If this is the love we are supposed to have for the Land of Israel then all much more so should be our love for Yerushalayim. In our selichot we pray that God remember His love of Zion and Yerushalayim. Just as God loves Yerushalayim, so too must we. This love of Zion was a natural part of Jewish life throughout the ages.
In fact, love of Zion is even given halachik weight. In a ruling cited by the Sha’arei Teshuva, Rabbi Moshe Zakuta writes that if a person is faced with a choce of whether or not to say tikkun chatzot or selichot that he should say tikkun chatzot since the merit of expressing love of Zion is greater than even the recitation of selichot. So great is the importance of expressing love for Zion.
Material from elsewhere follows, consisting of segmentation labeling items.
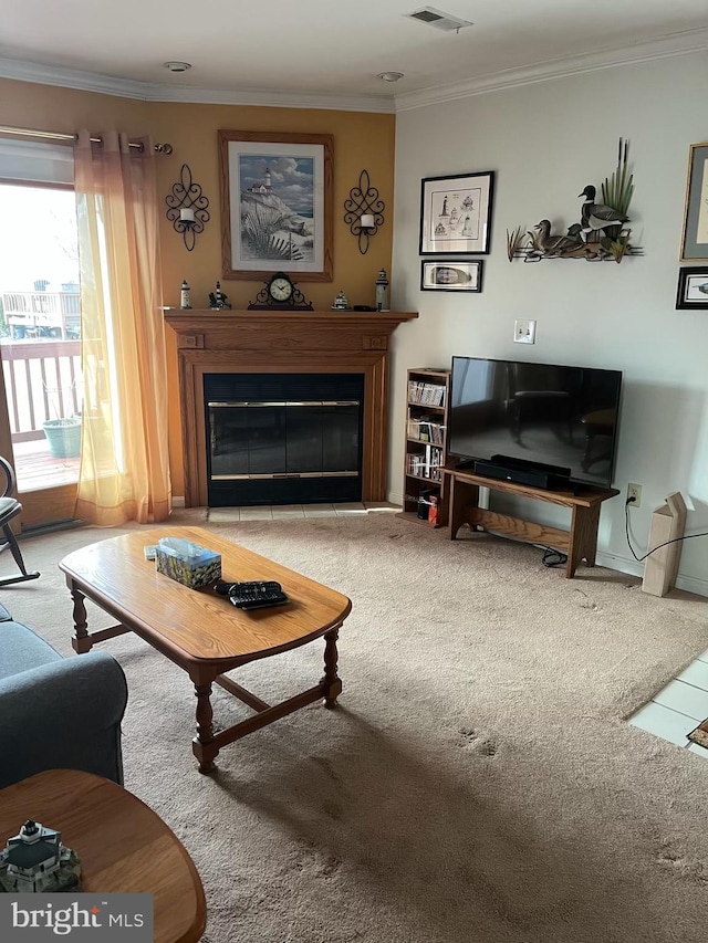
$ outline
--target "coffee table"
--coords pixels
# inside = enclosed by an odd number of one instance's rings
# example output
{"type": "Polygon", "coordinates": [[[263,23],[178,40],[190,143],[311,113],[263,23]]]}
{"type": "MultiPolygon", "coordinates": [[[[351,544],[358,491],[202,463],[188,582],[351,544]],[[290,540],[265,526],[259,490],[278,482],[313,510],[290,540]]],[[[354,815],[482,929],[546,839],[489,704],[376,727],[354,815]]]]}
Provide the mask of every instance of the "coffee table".
{"type": "Polygon", "coordinates": [[[321,698],[333,708],[342,691],[337,677],[339,630],[352,608],[346,596],[251,553],[201,527],[136,531],[75,551],[60,563],[74,603],[74,650],[135,632],[187,672],[197,696],[197,736],[192,752],[199,772],[214,769],[222,746],[284,717],[321,698]],[[290,603],[242,611],[212,588],[190,589],[157,573],[144,547],[164,536],[184,537],[221,554],[226,580],[274,579],[290,603]],[[88,632],[84,599],[119,619],[108,629],[88,632]],[[313,688],[270,705],[225,672],[261,658],[299,648],[324,636],[324,675],[313,688]],[[225,688],[256,713],[218,733],[214,730],[211,688],[225,688]]]}
{"type": "Polygon", "coordinates": [[[81,892],[152,893],[155,943],[196,943],[206,903],[197,869],[162,818],[127,789],[49,769],[0,789],[0,847],[28,818],[62,834],[81,859],[81,892]]]}

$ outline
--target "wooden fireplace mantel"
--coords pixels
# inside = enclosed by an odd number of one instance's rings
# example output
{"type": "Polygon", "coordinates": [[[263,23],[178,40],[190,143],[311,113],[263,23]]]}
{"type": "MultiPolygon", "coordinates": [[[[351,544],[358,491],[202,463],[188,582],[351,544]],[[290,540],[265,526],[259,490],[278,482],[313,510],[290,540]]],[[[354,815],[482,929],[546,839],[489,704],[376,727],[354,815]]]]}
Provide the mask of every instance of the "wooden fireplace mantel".
{"type": "Polygon", "coordinates": [[[185,503],[207,504],[205,374],[364,375],[362,501],[385,501],[388,340],[417,312],[166,308],[177,334],[185,503]]]}

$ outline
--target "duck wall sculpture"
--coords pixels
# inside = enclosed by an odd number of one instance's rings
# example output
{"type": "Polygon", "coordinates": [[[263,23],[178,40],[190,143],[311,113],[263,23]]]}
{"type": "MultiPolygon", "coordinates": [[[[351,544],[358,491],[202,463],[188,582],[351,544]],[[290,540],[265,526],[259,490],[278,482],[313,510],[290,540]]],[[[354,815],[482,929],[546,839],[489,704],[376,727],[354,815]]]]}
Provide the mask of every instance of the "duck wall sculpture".
{"type": "Polygon", "coordinates": [[[597,202],[597,190],[589,184],[579,193],[585,201],[581,207],[580,222],[573,222],[566,234],[552,232],[551,221],[542,219],[533,232],[524,228],[507,230],[507,254],[509,261],[523,259],[539,262],[541,259],[585,259],[587,261],[621,262],[625,255],[642,255],[643,250],[629,242],[632,230],[627,210],[634,193],[634,178],[628,172],[629,142],[620,138],[617,167],[602,185],[602,202],[597,202]]]}

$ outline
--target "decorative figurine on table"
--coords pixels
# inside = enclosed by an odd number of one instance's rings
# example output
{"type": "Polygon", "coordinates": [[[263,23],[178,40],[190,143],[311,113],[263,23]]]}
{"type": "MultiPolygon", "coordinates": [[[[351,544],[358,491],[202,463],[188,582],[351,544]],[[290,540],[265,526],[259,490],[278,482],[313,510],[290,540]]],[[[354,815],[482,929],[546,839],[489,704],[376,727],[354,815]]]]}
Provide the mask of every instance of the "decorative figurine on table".
{"type": "Polygon", "coordinates": [[[0,892],[58,893],[81,887],[81,861],[61,832],[28,819],[0,851],[0,892]]]}
{"type": "Polygon", "coordinates": [[[344,292],[339,292],[337,296],[334,298],[334,304],[332,305],[332,311],[346,311],[350,306],[348,301],[346,300],[346,295],[344,292]]]}
{"type": "Polygon", "coordinates": [[[209,292],[209,307],[217,310],[231,307],[228,297],[221,291],[221,282],[217,282],[216,292],[209,292]]]}
{"type": "Polygon", "coordinates": [[[382,269],[376,279],[376,311],[388,311],[388,276],[382,269]]]}

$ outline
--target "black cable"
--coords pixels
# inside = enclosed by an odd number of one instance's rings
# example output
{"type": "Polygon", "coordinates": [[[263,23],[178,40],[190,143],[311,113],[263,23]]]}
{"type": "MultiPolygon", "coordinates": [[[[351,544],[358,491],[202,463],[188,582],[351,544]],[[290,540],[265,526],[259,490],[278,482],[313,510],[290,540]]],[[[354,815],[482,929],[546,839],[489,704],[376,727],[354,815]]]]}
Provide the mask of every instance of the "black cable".
{"type": "Polygon", "coordinates": [[[691,537],[708,537],[708,532],[704,532],[701,534],[684,534],[683,537],[674,537],[674,539],[671,539],[671,541],[664,541],[663,544],[657,544],[657,546],[652,547],[650,551],[647,551],[647,553],[645,553],[643,557],[638,557],[635,554],[634,547],[632,546],[632,541],[629,539],[629,505],[633,502],[634,502],[634,497],[627,497],[627,500],[624,503],[624,531],[625,531],[625,534],[627,537],[627,546],[632,551],[632,556],[635,558],[635,560],[637,563],[642,563],[648,556],[652,556],[653,553],[656,553],[656,551],[660,551],[662,547],[667,547],[669,544],[677,544],[679,541],[690,541],[691,537]]]}

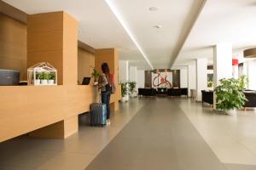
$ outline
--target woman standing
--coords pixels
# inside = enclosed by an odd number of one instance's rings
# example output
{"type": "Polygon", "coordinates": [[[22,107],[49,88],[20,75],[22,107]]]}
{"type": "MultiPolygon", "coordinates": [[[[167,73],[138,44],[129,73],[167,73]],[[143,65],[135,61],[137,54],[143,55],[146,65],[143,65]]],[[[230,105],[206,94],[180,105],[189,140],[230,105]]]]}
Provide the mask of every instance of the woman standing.
{"type": "Polygon", "coordinates": [[[110,95],[114,93],[115,87],[113,76],[109,72],[109,67],[107,63],[102,65],[102,74],[99,79],[99,88],[102,93],[102,103],[107,106],[107,125],[110,125],[110,95]]]}

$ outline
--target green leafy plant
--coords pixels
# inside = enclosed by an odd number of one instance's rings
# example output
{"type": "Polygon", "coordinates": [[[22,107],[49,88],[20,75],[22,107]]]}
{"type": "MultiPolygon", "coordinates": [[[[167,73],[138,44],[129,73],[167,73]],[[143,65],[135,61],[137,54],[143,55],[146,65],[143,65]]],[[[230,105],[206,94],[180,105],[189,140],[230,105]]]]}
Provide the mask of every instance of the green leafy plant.
{"type": "Polygon", "coordinates": [[[121,95],[125,97],[127,94],[127,82],[121,82],[121,95]]]}
{"type": "Polygon", "coordinates": [[[216,108],[222,110],[241,109],[247,100],[242,89],[247,82],[245,78],[223,78],[220,85],[214,92],[216,94],[216,108]]]}
{"type": "Polygon", "coordinates": [[[49,80],[49,72],[42,72],[42,80],[49,80]]]}
{"type": "Polygon", "coordinates": [[[96,69],[93,69],[90,76],[91,76],[91,77],[94,78],[94,82],[97,82],[98,78],[100,76],[100,74],[97,72],[97,71],[96,69]]]}
{"type": "Polygon", "coordinates": [[[247,76],[245,76],[245,75],[241,76],[239,77],[238,81],[239,81],[238,85],[239,85],[240,90],[245,89],[247,84],[249,82],[248,78],[247,78],[247,76]]]}
{"type": "Polygon", "coordinates": [[[42,72],[36,72],[36,79],[37,80],[42,79],[43,78],[42,75],[43,75],[42,72]]]}
{"type": "Polygon", "coordinates": [[[128,86],[129,86],[129,92],[130,92],[131,94],[132,94],[134,92],[136,92],[136,90],[135,90],[136,82],[128,82],[128,86]]]}
{"type": "Polygon", "coordinates": [[[207,88],[212,88],[213,87],[213,82],[207,82],[207,88]]]}
{"type": "Polygon", "coordinates": [[[54,72],[49,73],[49,80],[55,80],[55,73],[54,72]]]}

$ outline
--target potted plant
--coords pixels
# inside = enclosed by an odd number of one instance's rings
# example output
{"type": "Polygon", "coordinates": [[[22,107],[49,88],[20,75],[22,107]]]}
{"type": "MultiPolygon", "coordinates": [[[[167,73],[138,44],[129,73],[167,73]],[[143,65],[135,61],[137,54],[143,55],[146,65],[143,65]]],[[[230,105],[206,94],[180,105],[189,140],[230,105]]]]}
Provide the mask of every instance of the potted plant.
{"type": "Polygon", "coordinates": [[[42,85],[48,84],[48,79],[49,79],[49,72],[42,72],[41,84],[42,85]]]}
{"type": "Polygon", "coordinates": [[[39,85],[41,78],[42,78],[42,72],[36,72],[36,80],[34,82],[34,85],[39,85]]]}
{"type": "Polygon", "coordinates": [[[125,102],[127,95],[127,82],[121,82],[121,102],[125,102]]]}
{"type": "Polygon", "coordinates": [[[48,84],[54,84],[55,80],[55,72],[49,72],[48,78],[49,78],[48,84]]]}
{"type": "Polygon", "coordinates": [[[98,84],[98,78],[100,76],[100,74],[97,72],[96,69],[93,69],[93,71],[91,73],[91,77],[94,78],[94,85],[98,84]]]}
{"type": "Polygon", "coordinates": [[[128,85],[131,97],[136,97],[136,82],[128,82],[128,85]]]}
{"type": "Polygon", "coordinates": [[[247,83],[247,79],[241,77],[223,78],[219,80],[220,85],[214,92],[216,94],[216,108],[227,113],[230,110],[241,109],[247,100],[242,89],[247,83]]]}

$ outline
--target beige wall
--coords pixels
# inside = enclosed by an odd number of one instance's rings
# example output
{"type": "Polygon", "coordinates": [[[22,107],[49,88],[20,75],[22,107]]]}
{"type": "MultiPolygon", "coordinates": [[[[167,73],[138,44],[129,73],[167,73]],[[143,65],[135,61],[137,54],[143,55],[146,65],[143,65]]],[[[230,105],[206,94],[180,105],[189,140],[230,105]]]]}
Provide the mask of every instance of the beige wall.
{"type": "Polygon", "coordinates": [[[26,80],[26,25],[0,14],[0,69],[20,71],[26,80]]]}
{"type": "Polygon", "coordinates": [[[83,78],[84,76],[90,76],[93,68],[95,68],[95,54],[79,48],[78,56],[79,82],[82,83],[83,78]]]}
During these three weeks is it important to remind ourselves of this love and to actively cultivate it. We should spend time learning about Yerushalayim of old and understanding what we are missing. We should spend time, if we are able to, visiting the city and its sites to viscerally experience its uniqueness. By engaging in these activities we will be able to bring out our latent love of Zion and thereby fix the sin of the tribes of Reuven and Gad in our parsha.